Anayasadaki eşitlik ilkesine aykırı düşmeyecek şekilde, yeni bir zina düzenlemesine TCK’da yer verilmesini öneren, bunun için TBMM’ye çağrı yapan Arslan, sunumunda, "Aldatan eşlerin yanında, aldatan üçüncü kişiler hakkında da maddi ve manevi yaptırımlara hükmedilmesi için gerekli kanuni ve idari düzenlemeler yapılmalıdır. Zira, zina kadına yönelik şiddetin önemli bir sebebini oluşturduğu gibi diğer eş ve çocuklar açısından da psikolojik şiddet başta olmak üzere farklı şiddet türlerine zemin oluşturmaktadır" ifadesini kullandı.
"CAYDIRICILIK GETİRİLMELİ"
Arslan, komisyon tutanağına göre, önerisine ilişkin komisyondaki konuşmasında şöyle dedi: “Bakın, geçenlerde de oldu: Adam gidiyor, bir başka ailedeki bir kadınla ilişkiye giriyor ve çocuk oluyor. Ondan sonra medyaya da yansıdı ‘Elhamdülillah, filancadanmış.’ diye. Bu adama siz hiçbir ceza veremiyorsunuz. Aldatan üçüncü kişiye muhakkak bir yaptırım uygulanması lazım, orada bir caydırıcılık getirilmesi gerekiyor.”

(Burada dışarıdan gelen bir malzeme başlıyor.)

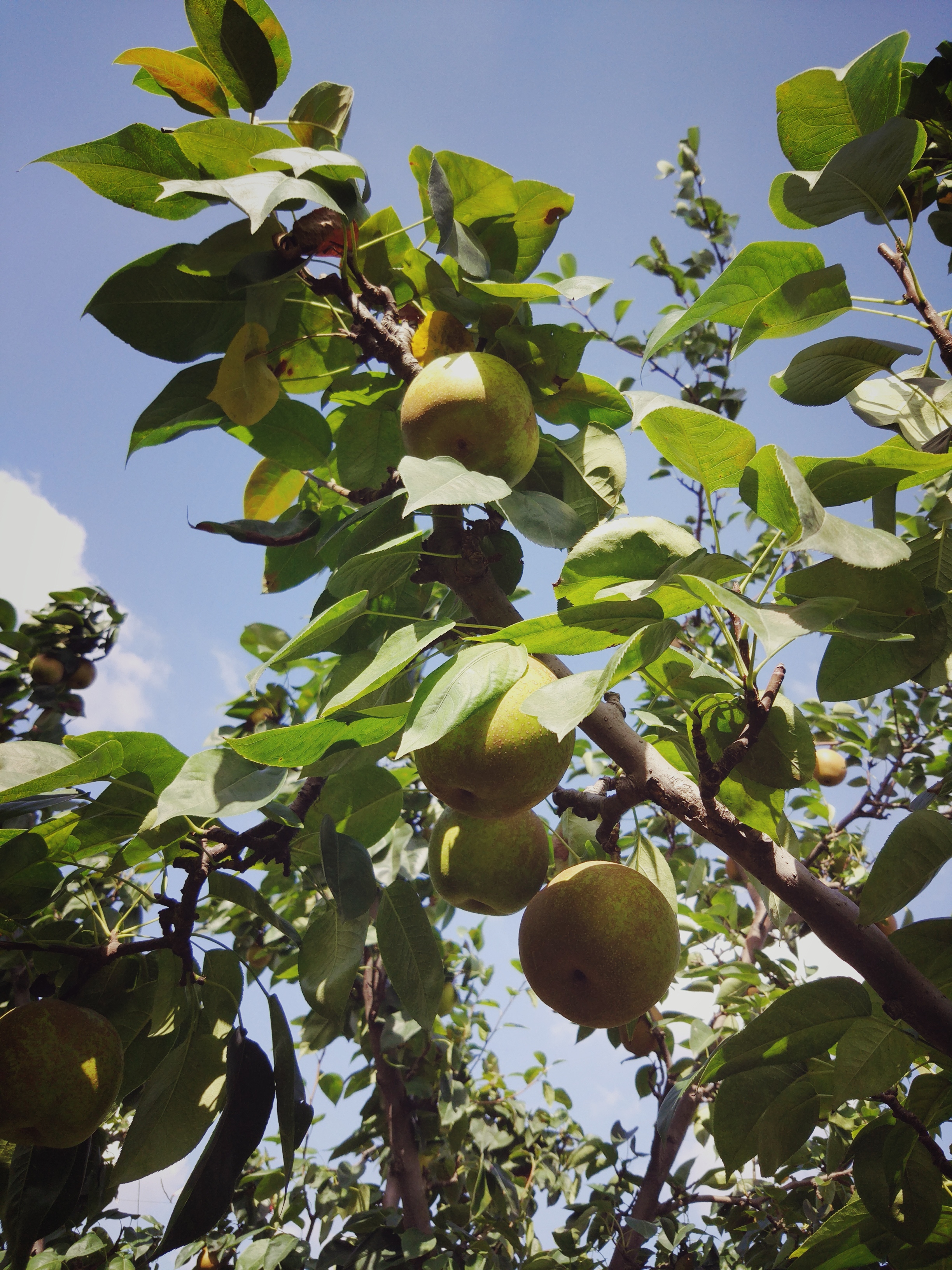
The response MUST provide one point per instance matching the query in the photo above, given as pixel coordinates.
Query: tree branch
(907, 992)
(405, 1177)
(937, 328)
(938, 1156)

"ŞİDDET UYGULAYANIN ONURU DA GÖZETİLMELİ"
6284 sayılı Ailenin Korunması ve Kadına Karşı Şiddetin Önlenmesine Dair Kanunu’na ailenin mutluluğunu sağlamaya elverişli yeni maddeler eklenmesini öneren TİHEK Başkanı Arslan, sunumunda, “Yalnızca şiddete uğrayan veya uğraması muhtemel kişinin değil, şiddeti uygulayan veya şiddeti uygulaması ihtimali bulunan kişinin onuru da gözetilmeli, şiddet uygulayan için alınan tedbir kararları da insan onuruna yaraşır şekilde yerine getirilmeli, özellikle nikahlı eşlerin uzaklaştırılmasına dair kararlarda eşe uygun barınma imkanları sağlanmalıdır” ifadelerini kullandı.
"CİNSEL İSTİSMAR İLE ERKEN EVLİLİK AYRIŞTIRILMALI"

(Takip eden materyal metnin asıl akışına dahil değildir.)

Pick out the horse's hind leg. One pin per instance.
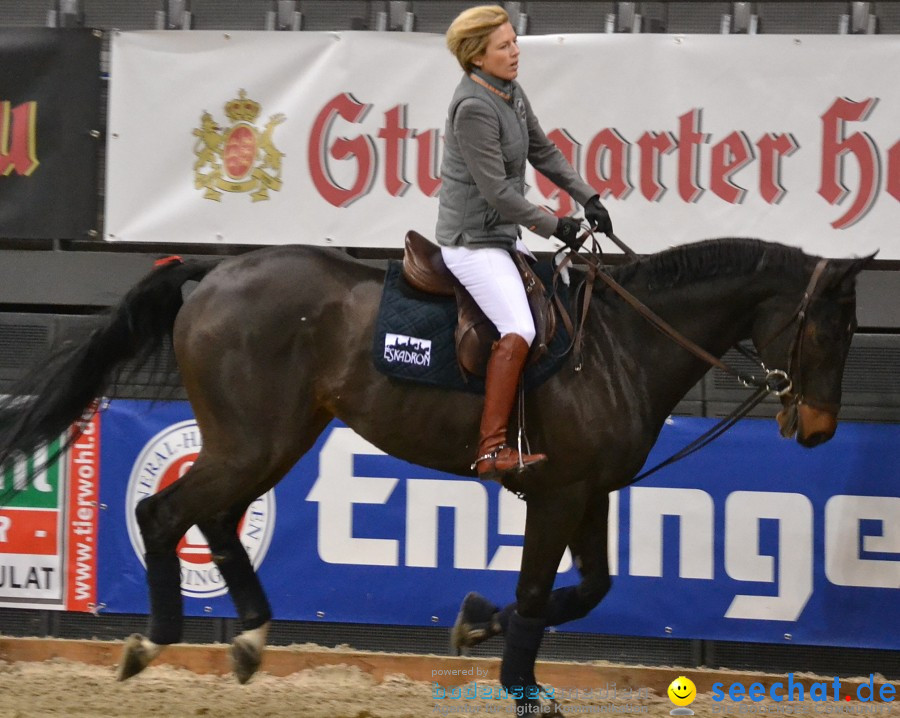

“Gençlerin cinsellik hakkı savunulurken dini hassasiyetleri olan gençler de gözetilmelidir” ifadelerini kullanan TİHEK Başkanı Arslan, şunları kaydetti: “Akran cinselliği adı altında nikâhsız birliktelikler teşvik edilirken ve 15 yaşında nikâhsız cinsel ilişkiler yasal iken nikâhlı birlikteliklerin suç olması insan hakları ve eşitlik ilkesine aykırıdır. Erken yaşta evlilik ile zorla evlilik birbirinden farklıdır. Cinsel istismar suçu ile erken evlilik suçu ayrıştırılmalı, erken evlilik suçu ayrıca değerlendirilmelidir.”

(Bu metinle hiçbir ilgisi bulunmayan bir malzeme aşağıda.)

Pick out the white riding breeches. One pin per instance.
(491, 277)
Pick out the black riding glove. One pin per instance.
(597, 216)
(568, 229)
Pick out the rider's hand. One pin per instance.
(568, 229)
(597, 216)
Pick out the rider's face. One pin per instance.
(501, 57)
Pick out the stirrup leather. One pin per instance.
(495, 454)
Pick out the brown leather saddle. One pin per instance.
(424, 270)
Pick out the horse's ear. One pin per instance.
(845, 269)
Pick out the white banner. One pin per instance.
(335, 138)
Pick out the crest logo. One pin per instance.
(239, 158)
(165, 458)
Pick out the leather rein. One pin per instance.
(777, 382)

"SUNUMU SAYISIZ SKANDAL İÇERİYOR"
CHP Ankara Milletvekili Gamze Taşcıer, TİHEK Başkanı Süleyman Arslan’ı, TBMM Kadına Yönelik Şiddetin Araştırılması Komisyonunda yaptığı sunumu eleştirerek, istifaya davet etti. Komisyonun CHP’li üyeleriyle basın toplantısı düzenleyen Taşcıer, şunları söyledi: “Kadınların birey olduğuna dahi inanmayan bir kişi ile karşı karşıyayız. Sunumu sayısız skandallar içeriyor. Biz kadın haklarına dayalı bir sunum beklerken değil kadın hakları, insan haklarına dahi aykırı bir sunumla karşı karşıya kaldık. Ayrımcı, nefret kusan bir dille insan hakları karşıtı olduğunu ifade etti. Bu kurum başkanının varlığı, akıl almaz bir olaydır. Daha kadına yönelik şiddetin ne demek olduğunu bilmiyor. Türkiye İnsan Hakları ve Eşitlik Kurumu Başkanı Süleyman Arslan, bir an önce o makamı boşaltmalı ve istifa etmelidir.”